- Pitcher
- Born: August 6, 1904 Pinetops, North Carolina
- Died: January 8, 1980 (aged 75) Tarboro, North Carolina
- Batted: RightThrew: Right

MLB debut
- April 21, 1929, for the St. Louis Browns

Last MLB appearance
- April 21, 1929, for the St. Louis Browns

MLB statistics
- Games: 1
- Earned run average: 36.00
- Innings pitched: 1.0

Teams
- St. Louis Browns (1929);

= Herb Cobb =

American baseball player (1904-1980)

Herbert Edward Cobb (August 6, 1904 – January 8, 1980) was a Major League Baseball pitcher who played in one game for the St. Louis Browns on April 21, . He pitched the eighth inning for the Browns, facing seven batters, and giving up four earned runs on three hits.

==Pro career==
Herb Cobb's pro career began with the Wilson Bugs of the Virginia league as a nineteen year old pitcher. That year he won nine games and lost sixteen games and finished with 4.24 E.R.A. His breakout season for Wilson game in 1926 when he won twenty games for the club while losing thirteen. He attracted the attention of scouts and signed with the St. Louis Browns, who then assigned Cobb to the minor league team in Wichita Falls in the Texas League. After going 14–7 in Wichita Falls, he was promoted to the Browns' Double A team, the Milwaukee Brewers.

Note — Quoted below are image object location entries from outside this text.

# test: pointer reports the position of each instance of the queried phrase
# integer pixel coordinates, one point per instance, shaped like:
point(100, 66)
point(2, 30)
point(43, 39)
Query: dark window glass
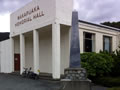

In 1929, Cobb made his first and only appearance in the major leagues. He came on in relief off Chad Kimsey, who'd just surrendered seven runs himself in a relief appearance. In his only inning of work, Cobb gave up three hits and allowed four runs, all earned, including surrendering a home run to Tigers pitcher Earl Whitehill, where Cobb surrendered three of the runs he allowed. The Detroit Tigers defeated the St. Louis Browns in that game, 16–9. After the game, Cobb was demoted to Milwaukee and never again appeared in the major leagues. His baseball career ended in 1931 after he was released by the St. Louis Browns.